Eu voltei a olhar a lista, segurando uma cesta em cada braço.

– Viktoria está bem? – eu perguntei depois de um tempo.

– Arrependida, agora que Rose foi embora. Criança boba. Ela sente como se fosse culpa dela.

– E é. – eu respondi antes que pudesse pensar melhor.

– Não, não é. Rose ficaria se eu tivesse pedido para que ela ficasse, mas eu mesma disse para ela ir.

Eu parei esperando que ela percebesse e olhasse para mim. Ela não parou, é claro.

– O que quer dizer com isso? Você expulsou a Rose da sua casa? – eu disse, chocada.

– Ela não veio aqui para ficar, ela tinha uma missão. Eu disse para que ela fosse completa-la. – ela disse orgulhosa de si mesma.

Eu tentei arranjar palavras para descrever o quão absurdo isso soava e não consegui. Era em vão argumentar com Yeva e eu sabia disso. Agora que Rose havia ido embora, só o que me restava era esquecer tudo isso.

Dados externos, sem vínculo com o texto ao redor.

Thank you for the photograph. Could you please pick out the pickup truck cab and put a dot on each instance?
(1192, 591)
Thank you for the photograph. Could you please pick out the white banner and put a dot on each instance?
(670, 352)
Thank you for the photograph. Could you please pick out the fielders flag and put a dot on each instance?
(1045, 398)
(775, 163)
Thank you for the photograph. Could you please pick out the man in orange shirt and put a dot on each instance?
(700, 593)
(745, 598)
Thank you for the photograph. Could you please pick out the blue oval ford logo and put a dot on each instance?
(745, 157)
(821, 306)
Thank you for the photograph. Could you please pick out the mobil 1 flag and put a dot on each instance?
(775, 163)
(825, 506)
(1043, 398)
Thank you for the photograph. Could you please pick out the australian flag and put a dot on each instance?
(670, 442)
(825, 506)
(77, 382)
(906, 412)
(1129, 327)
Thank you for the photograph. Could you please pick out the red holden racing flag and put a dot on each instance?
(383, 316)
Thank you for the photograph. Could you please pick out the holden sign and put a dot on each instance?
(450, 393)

– Hey, espera... – eu disse lembrando – então por que ligou para minha mãe e disse que Rose havia sumido? Por que pediu para meu pai para que ele procurasse por ela se sabia que ele não a acharia?

Ela olhou para mim e me deu um sorriso enrugado, enquanto eu fiquei de boca aberta e minha raiva substituía a fome.

– Você é muito malvada para alguém tão velha.

Ela ficou em silencio por um momento e seguiu até o caixa.

– Logo será você que eu terei que mandar ir.

– Embora? Não vai precisar mandar duas vezes, eu garanto – eu bufei – Me espere na saída, eu lhe dou carona até sua casa.

– Tenha cuidado com o que deseja, Anastacia.

Eu revirei os olhos e voltei para a minha lista.